When I leaf through what's left of you, stacked up
into a formless pile of crumbling paper,
my hand turns pages, and occasions blur
until I stoop for a mishandled pill
and cannot straighten up. Or yawn. Then
a whiff of the heat lightning of desire
flickers at the fragrance of a caress
forty years old, a darkened room in Kansas.
Who shall deliver me from the body of this death?


2. Celebration

You floated weightlessly above your body,
in utterances aerating anything
that crept within your reach.
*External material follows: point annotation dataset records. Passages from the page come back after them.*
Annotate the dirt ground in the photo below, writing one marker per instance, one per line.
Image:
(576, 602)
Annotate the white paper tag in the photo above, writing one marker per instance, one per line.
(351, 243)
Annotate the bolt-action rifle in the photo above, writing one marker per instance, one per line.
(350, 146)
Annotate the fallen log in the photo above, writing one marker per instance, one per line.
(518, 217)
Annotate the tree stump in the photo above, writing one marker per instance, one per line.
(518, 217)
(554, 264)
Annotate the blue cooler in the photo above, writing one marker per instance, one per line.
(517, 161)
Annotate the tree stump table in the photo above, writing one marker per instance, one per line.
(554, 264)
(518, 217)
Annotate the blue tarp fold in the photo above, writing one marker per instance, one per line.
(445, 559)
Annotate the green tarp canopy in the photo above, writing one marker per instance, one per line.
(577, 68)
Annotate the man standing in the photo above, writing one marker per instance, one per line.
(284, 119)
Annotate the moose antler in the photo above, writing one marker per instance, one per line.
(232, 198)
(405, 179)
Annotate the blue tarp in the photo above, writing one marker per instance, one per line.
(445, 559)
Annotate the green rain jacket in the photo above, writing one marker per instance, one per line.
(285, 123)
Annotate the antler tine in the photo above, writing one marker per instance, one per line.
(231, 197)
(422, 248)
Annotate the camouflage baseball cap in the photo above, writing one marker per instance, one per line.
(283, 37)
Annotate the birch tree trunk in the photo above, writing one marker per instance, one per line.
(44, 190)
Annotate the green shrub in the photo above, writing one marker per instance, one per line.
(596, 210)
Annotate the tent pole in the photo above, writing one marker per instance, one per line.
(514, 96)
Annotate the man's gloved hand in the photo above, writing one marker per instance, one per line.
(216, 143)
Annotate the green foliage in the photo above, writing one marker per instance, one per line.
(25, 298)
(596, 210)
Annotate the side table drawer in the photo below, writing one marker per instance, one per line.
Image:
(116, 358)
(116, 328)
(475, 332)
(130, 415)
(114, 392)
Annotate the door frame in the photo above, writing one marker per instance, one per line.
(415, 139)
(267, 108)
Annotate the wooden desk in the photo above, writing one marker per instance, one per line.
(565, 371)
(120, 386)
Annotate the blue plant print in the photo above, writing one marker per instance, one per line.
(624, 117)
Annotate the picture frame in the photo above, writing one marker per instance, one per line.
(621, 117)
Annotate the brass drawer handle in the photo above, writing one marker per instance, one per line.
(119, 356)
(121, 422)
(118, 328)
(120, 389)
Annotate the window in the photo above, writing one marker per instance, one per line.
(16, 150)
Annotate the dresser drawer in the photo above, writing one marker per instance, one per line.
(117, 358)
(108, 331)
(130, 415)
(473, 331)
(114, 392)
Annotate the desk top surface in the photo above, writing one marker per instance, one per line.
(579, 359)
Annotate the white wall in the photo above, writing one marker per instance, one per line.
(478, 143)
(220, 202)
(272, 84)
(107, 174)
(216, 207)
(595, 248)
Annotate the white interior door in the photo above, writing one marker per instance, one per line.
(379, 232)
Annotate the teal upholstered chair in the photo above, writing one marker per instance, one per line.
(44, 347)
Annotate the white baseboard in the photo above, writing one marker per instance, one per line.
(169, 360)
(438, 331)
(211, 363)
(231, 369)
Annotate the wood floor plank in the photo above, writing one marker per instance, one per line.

You loved releasing
the preposterous, always managing to fold it
into a phrase, as when you located Star Wars
as taking place in "the Marseilles of the galaxy."
Dwindling through the waning days of life,
you wrote in your last letter, "Simplify,
simplify seems to be the method to deal
with the uncertainties of my health, as we
apply rational faculties to solve problems
we never really thought of as problems: who
carries the dirty laundry down to the machine
in the basement, and who carries it up."
Setting your house in order. Simplifying it
into a church as your body prepared to die.


3. Remonstrance

Why can't you take your rest? You have been dead
so long that every cell of you has entered
my helplessly surviving body, leaching down
beneath the landscape to our children,
to the dear actuality of my second wife.
You could, like her first husband, live with us
as an invisible, cherished, and welcome presence.
You would be past sixty now. You would have stiffened,
whitened, would feel aches of your own,
and shuffle, smiling at your own decline
and other such absurdities: my own.


4. Critique

Is it worth much, this sedulous retelling
of the careworn beads of the body? Why must I
catalogue its youthful urges, its middle-aged
infelicities, its eldering need to finger
its entrances, dark witnesses to history?
Get shut of the obsessive self-regard
of the child, that temperature chart more passionate
in the terms of description than in the thing described!
What price forgetfulness? What price peace?


5. Envoi

Late in my life, I dream of us together,
clothed in the house whose peaked, protective roof
floats without burden over spacious rooms,
commodious, airy, bright as a church. Its walls
and roof, pulled out of touch by the intervention of time,
hold up a screen for love, a sleight of words.
We longed to keep a ravenous world at bay
by gazing down its glare and speaking well.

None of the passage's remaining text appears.